Imperator Fish is a lawyer. He leans to the left, but has always been a fair critic.
He has gone through all legal deeds about South Canterbury Finance, which were posted on Red Alert. Trevor Mallard has shown his legal skills are as excellent as his diplomatic skills and concluded it is all Bill English’s fault, and Bill has cost the taxpayer $300 million.
If you wish to take your legal advice from Trevor, then can I suggest you hire him to negotiate your purchase of the Auckland Harbour Bridge, which I have exclusive sale rights to.
Here is what Imperator Fish has found and concluded:
The Crown unquestionably had a legal obligation to pay out New Zealand depositors. This is unarguable. When SCF went into receivership, Bill English had no choice but to write out a cheque. Had he not done so the Crown would have been sued en masse by investors, and would have lost and been ordered to pay costs. The same business commentators now savaging Bill English for paying out investors would then be calling him a fool.
Including Trevor no doubt.
Some in the media and blogosphere have suggested the terms of the guarantee deeds may have been breached, and that this meant payment didn’t need to be made. Some go on to say that the fact payment was made proves this is just National looking after its mates. Wrong. It’s quite possible that breaches of the deeds occurred and should have been detected, and that the detection of such breaches may have enabled action to be taken to limit the Crown’s liability. But prior breaches do not affect the Crown’s liability to pay.
Important to note.
There was no obligation to pay overseas investors, as Bill English has himself admitted. He has said paying them out enables the Crown to take control of the receivership. It may seem unfair that some people are getting the benefit of a guarantee not designed for them, but the alternative is to risk getting much less during the receivership. English’s position on this matter is at least defensible, and may in fact be financially prudent.

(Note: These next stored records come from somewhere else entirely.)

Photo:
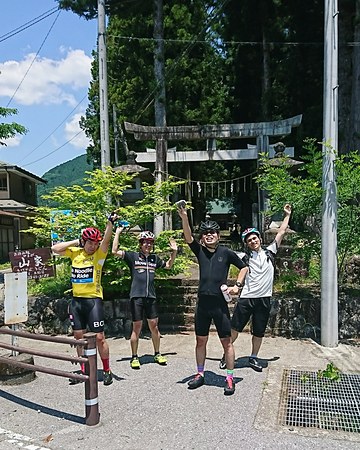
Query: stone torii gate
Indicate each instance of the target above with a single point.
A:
(261, 131)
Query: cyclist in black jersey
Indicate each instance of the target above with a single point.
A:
(214, 263)
(143, 265)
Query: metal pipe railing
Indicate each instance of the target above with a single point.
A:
(92, 416)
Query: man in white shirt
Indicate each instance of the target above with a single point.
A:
(255, 297)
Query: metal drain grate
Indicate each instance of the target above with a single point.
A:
(307, 401)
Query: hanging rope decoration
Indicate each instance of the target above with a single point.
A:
(240, 184)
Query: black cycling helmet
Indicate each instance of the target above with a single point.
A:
(209, 225)
(248, 231)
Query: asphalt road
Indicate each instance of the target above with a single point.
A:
(152, 408)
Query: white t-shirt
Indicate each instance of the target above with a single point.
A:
(260, 276)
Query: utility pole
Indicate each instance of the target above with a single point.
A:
(329, 269)
(103, 91)
(161, 168)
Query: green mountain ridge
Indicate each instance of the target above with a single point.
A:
(66, 174)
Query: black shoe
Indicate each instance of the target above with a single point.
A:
(196, 382)
(222, 363)
(229, 388)
(107, 377)
(254, 364)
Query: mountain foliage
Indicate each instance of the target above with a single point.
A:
(66, 174)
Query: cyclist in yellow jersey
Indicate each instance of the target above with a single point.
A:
(88, 255)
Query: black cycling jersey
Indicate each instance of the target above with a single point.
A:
(143, 273)
(214, 267)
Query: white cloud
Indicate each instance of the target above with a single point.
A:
(72, 129)
(45, 81)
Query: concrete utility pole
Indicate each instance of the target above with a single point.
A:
(329, 269)
(103, 92)
(161, 222)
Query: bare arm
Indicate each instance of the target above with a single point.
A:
(186, 226)
(107, 237)
(170, 261)
(240, 279)
(61, 247)
(284, 224)
(115, 247)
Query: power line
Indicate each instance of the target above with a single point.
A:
(51, 153)
(209, 41)
(50, 134)
(29, 24)
(32, 62)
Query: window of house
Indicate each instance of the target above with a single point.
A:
(3, 182)
(27, 187)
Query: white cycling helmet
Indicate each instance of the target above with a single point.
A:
(148, 235)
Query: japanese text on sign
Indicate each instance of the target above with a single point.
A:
(36, 262)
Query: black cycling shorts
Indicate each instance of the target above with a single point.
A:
(87, 313)
(139, 305)
(256, 308)
(212, 308)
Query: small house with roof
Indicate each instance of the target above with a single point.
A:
(18, 196)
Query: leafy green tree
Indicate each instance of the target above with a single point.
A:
(9, 130)
(89, 205)
(304, 191)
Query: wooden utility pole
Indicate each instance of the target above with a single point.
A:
(103, 91)
(160, 222)
(329, 269)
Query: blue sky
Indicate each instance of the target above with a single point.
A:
(45, 75)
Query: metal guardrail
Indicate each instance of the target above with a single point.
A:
(92, 415)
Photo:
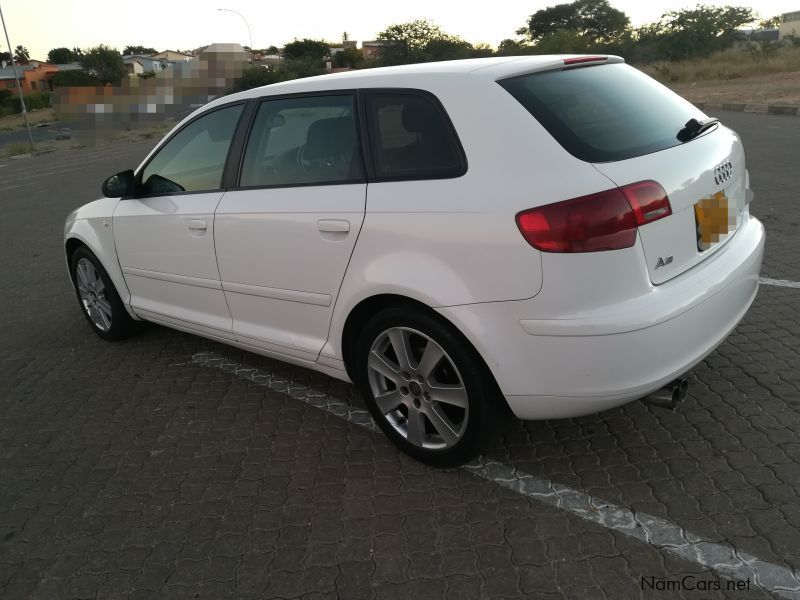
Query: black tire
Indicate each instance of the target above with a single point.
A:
(482, 395)
(122, 325)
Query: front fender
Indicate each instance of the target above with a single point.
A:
(92, 225)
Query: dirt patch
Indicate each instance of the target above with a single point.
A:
(777, 88)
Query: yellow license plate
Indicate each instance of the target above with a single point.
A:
(713, 219)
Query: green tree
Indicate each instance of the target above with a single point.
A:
(21, 55)
(564, 41)
(138, 50)
(61, 56)
(74, 78)
(105, 64)
(349, 57)
(306, 49)
(418, 41)
(595, 20)
(509, 47)
(449, 48)
(699, 31)
(481, 51)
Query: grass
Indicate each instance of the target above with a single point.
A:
(736, 63)
(18, 148)
(12, 122)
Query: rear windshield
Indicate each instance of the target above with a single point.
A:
(604, 113)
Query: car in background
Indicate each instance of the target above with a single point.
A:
(549, 235)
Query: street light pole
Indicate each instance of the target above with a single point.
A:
(16, 76)
(249, 33)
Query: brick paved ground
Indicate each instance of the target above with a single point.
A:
(127, 470)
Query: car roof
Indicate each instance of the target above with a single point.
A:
(489, 68)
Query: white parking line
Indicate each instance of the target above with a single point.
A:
(779, 282)
(657, 532)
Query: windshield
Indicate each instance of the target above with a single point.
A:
(604, 113)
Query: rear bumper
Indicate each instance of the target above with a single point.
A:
(568, 366)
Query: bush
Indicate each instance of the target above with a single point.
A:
(74, 78)
(37, 100)
(9, 101)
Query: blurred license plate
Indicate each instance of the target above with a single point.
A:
(714, 220)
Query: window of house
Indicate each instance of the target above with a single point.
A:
(411, 137)
(194, 159)
(303, 141)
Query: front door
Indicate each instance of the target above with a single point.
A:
(285, 235)
(165, 238)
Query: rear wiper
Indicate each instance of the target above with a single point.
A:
(693, 128)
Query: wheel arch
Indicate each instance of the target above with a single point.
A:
(366, 308)
(99, 240)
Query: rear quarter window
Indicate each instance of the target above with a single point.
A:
(603, 113)
(411, 137)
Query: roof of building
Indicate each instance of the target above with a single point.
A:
(488, 68)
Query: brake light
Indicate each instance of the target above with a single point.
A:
(581, 59)
(648, 200)
(603, 221)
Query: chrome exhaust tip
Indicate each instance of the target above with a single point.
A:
(670, 395)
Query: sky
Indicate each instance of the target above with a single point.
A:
(41, 25)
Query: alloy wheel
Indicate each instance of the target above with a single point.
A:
(92, 291)
(417, 388)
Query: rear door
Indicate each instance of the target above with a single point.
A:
(285, 235)
(627, 125)
(165, 238)
(705, 183)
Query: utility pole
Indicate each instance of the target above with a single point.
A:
(249, 33)
(19, 85)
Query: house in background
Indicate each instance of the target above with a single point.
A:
(36, 76)
(790, 25)
(173, 56)
(138, 64)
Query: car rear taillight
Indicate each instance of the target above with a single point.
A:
(583, 59)
(648, 200)
(603, 221)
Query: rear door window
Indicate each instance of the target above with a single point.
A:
(604, 113)
(411, 137)
(303, 141)
(194, 158)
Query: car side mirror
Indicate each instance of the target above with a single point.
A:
(120, 185)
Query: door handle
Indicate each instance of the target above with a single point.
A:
(333, 225)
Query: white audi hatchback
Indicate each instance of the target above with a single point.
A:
(554, 235)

One may have ended up with years of litigation, if some investors were excluded. An extra $20 million, to gain full control seemed worth doing.
SCF had a number of obligations under the deeds, including the obligation to conduct its business and operations in a proper, businesslike, efficient and prudent manner, and the obligation not to engage in related-party transactions. Any breach by SCF of those obligations would give the Crown the right to withdraw the guarantee in relation to future deposits only.
This is what many people do not realise. Once the guarantee is in place, you can’t punish the investors for the sins of the company.
IF does want an inquiry though:
I stand by the move to pay New Zealand depositors, because legally any other position would have been utterly indefensible. The decision to pay overseas depositors can at least be debated, though I understand the reasoning behind the move.
But questions remain about the role of Treasury and others in this. Could SCF’s troubles have been detected earlier? Could the Government have avoided paying out some of this money?
This needs a public enquiry. A huge amount of money has been paid out, and the decisions of those involved should be scrutinised. If it turns out they have acted entirely properly, then they will have nothing to fear.